[coreboot] Changes to the coreboot Project Structure

Peter Stuge peter at stuge.se
Sun Mar 23 04:10:56 CET 2014

Vladimir 'φ-coder/phcoder' Serbinenko wrote:
> The proposition of gatekeepers would essentially kill community effort.

That might not be a bad thing.

Unfortunately, considering how the hardware industry works, individual
contributors in the community can't work on code for current hardware.

coreboot is only relevant once it supports the hardware that is being
designed in. After design is done the window is closed; a firmware
has been chosen, and coreboot wasn't on the table.

By current hardware I don't mean what is shipping or what is being
implemented in coreboot. Current hardware is what is being designed
by silicon vendors. The time between design and shipping products is
on the order of several years and the longer it takes for coreboot to
run on that silicon the less relevant coreboot is.

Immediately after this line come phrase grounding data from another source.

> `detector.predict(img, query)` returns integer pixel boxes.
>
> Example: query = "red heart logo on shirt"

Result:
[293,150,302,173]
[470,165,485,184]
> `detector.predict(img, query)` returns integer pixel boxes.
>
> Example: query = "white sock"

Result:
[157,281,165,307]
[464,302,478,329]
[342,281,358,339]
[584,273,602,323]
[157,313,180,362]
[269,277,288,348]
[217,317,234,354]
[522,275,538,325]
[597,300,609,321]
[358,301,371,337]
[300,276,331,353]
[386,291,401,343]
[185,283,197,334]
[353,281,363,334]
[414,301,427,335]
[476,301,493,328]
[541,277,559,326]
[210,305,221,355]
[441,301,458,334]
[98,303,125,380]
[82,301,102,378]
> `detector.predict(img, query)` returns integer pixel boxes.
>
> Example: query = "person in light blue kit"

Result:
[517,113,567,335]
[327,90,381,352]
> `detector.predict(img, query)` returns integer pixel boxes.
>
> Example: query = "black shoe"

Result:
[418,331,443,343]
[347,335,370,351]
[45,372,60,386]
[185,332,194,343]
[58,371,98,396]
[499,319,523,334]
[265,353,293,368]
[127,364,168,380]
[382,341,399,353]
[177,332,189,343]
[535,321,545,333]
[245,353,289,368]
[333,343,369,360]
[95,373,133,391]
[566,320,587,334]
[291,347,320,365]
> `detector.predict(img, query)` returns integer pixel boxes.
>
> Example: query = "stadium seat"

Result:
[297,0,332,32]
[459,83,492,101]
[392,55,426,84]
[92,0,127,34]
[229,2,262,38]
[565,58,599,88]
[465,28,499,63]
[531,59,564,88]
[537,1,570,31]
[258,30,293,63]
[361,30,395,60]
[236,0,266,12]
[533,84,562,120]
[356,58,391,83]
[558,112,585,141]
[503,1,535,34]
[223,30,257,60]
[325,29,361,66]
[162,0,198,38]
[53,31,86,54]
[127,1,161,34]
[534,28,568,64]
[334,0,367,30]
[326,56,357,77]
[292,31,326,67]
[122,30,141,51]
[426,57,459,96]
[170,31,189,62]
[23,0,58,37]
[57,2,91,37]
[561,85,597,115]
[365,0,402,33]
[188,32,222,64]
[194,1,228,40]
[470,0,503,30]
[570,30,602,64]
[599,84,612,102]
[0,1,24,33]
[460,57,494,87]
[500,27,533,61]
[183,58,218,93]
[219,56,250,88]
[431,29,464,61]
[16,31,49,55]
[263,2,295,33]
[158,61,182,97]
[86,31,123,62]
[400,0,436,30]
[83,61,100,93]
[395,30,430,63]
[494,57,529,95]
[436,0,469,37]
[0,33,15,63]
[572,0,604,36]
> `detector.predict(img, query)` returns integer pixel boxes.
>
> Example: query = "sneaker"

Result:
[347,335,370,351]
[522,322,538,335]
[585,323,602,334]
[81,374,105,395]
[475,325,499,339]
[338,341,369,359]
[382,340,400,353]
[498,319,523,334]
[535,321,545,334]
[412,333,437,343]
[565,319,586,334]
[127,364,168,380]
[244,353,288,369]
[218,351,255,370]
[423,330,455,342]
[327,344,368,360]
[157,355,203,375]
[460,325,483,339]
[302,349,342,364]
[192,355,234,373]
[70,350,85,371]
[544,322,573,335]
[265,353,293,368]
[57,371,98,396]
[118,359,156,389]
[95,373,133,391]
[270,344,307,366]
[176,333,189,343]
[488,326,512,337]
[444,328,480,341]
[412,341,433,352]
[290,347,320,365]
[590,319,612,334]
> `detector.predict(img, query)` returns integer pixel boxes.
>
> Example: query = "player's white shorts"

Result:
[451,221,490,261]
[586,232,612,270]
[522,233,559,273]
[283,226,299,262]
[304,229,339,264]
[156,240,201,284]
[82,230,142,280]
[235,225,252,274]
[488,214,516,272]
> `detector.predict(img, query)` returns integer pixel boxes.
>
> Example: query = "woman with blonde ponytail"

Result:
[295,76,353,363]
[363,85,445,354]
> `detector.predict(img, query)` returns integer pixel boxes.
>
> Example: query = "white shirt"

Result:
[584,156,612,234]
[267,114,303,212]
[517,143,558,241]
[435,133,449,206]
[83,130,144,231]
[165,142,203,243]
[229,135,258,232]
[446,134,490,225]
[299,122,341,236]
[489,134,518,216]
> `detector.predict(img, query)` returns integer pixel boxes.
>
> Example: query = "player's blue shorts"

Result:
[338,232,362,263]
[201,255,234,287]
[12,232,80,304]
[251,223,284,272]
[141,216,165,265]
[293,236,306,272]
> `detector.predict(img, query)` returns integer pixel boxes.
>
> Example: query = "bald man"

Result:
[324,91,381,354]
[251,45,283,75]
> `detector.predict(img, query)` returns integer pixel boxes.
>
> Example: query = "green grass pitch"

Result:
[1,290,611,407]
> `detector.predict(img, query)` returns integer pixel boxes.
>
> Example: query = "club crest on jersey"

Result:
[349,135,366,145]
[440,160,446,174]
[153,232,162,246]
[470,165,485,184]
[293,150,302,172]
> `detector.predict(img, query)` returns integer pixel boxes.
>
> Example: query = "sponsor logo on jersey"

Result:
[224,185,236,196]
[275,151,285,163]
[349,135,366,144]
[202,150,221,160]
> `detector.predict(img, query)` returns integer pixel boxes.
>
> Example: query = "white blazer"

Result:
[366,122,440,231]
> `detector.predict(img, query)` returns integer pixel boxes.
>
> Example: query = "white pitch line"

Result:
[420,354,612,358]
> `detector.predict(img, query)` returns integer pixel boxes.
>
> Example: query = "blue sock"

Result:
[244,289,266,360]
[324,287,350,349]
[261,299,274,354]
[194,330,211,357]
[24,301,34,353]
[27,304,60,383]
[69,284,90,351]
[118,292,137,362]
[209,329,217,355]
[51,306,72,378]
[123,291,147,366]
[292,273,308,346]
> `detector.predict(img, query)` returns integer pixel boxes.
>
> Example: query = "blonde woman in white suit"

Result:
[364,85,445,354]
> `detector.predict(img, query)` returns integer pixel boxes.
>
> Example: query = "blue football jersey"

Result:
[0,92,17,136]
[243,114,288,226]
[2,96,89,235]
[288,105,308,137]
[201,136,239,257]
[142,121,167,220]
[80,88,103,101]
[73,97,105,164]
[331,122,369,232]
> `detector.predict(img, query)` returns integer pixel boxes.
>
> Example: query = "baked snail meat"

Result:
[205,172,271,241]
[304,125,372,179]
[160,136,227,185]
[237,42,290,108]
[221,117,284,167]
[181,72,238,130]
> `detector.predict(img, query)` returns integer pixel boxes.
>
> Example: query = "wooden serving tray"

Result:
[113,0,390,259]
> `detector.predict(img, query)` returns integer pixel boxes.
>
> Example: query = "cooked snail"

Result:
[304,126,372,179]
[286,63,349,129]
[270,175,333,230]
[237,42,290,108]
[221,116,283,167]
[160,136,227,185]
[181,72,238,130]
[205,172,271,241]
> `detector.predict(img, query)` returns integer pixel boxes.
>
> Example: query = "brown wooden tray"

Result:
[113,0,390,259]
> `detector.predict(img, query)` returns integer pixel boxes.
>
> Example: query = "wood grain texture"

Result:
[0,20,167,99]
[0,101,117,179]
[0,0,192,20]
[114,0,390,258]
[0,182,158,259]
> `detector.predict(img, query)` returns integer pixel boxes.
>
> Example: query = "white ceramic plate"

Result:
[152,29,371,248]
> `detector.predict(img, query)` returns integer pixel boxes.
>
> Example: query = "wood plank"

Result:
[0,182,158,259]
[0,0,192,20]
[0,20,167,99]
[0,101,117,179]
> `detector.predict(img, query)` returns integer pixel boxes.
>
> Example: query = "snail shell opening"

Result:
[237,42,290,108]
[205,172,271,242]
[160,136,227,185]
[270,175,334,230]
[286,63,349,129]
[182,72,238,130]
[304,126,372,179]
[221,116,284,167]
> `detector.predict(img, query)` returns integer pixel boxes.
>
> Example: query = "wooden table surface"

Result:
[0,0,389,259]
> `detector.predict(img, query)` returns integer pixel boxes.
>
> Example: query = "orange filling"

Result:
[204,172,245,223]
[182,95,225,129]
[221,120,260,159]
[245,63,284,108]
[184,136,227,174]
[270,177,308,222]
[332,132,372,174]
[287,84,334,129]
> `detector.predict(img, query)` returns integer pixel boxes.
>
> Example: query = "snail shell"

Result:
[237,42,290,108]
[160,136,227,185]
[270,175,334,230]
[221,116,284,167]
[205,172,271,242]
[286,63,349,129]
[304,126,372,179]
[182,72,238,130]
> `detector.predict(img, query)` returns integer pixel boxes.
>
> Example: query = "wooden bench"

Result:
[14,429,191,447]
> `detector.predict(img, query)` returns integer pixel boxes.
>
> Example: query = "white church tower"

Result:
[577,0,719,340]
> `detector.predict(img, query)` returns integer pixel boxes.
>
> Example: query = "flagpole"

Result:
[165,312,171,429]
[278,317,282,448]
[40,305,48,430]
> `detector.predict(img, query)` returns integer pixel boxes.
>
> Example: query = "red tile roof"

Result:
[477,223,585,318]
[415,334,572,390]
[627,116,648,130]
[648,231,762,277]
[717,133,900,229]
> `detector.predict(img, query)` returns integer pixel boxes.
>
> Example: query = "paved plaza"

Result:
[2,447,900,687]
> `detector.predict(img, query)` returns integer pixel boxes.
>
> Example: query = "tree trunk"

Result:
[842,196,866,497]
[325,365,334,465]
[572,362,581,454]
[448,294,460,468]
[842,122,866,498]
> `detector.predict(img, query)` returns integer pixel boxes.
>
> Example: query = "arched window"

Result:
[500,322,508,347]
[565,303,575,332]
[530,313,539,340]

By the time individual contributors can make significant contributions
for a particular silicon that silicon is long obsolete, so those efforts
will only tend to support coreboot as a pointless niche project.

That's not why I contribute to coreboot.

> Even in current infrastructure reviewing is a major slowdown.

As it should be. The purpose of peer review is to increase quality of
the codebase by having one or more peers review changes. Of course
that will take time.

The more complex a project is, the less development will be about
writing code. Writing code is just typing.

The hard work happens before, trying to create a design the
implementation of which will actually solve the problem, and after,
trying to find out whether the implementation actually *does* solve
the problem as intended and without introducing unforeseen issues.

A high rate of change means that all time is spent on writing code
and no time is spent either on thinking about the problem beforehand
or on analyzing results after the fact. That will decrease quality.

The discussion about slow or fast is distinct from the one about if
and how commercial and community can work together. Both are
important and I think now is a good time to have them.

> You cannot treat community as some kind of corporate entity.

You're right, and it's exactly why individual community contributors
are so limited in what we can do in coreboot.

> >>   Peter Stuge, Kyösti Mälkki, N.N. (non-commercial part of the
> >>   coreboot community)
> Sounds like a joke. While Peter is competent, he's also very busy. I'd
> expect his review thoughtput of perhaps a patch a week.

I think your estimate may even be on the optimistic side.

> You can't realistically put such burden on few people.

As I understand the proposal, the kind of work that gatekeepers would
do would be drastically different from the kind of work that reviewers
must currently do.

The burden for reviewers is currently very high because so many
changes are not finished when they are proposed for review.

Compare with Linux, where contributors more frequently than not send
perfect patches which are very quick to review.

> If you want a corporate version of coreboot, I think you have to
> use a workflow similar to Fedora vs Red Hat Enterprise Linux.

I would find it highly undesirable for coreboot to be anything like
Fedora. My experience with Fedora leaves quite some things to be desired.

> The changes you proposed would effectively make coreboot into
> corporate project.

It already is and as Ron described it actually always was. It's not
possible to make significant contributions for current hardware as an
individual contributor. I think coreboot may have an opportunity to
affect this, but certainly not by using brute contributor force.

> I'd expect a community fork to emerge quickly, outside of this new
> limiting infrastructure and I'll be surely moving to community fork.

Try to mentally balance the commit graph a bit differently.

I think part of the proposal was essentially to have a community branch?

That isn't too different from creating a fork?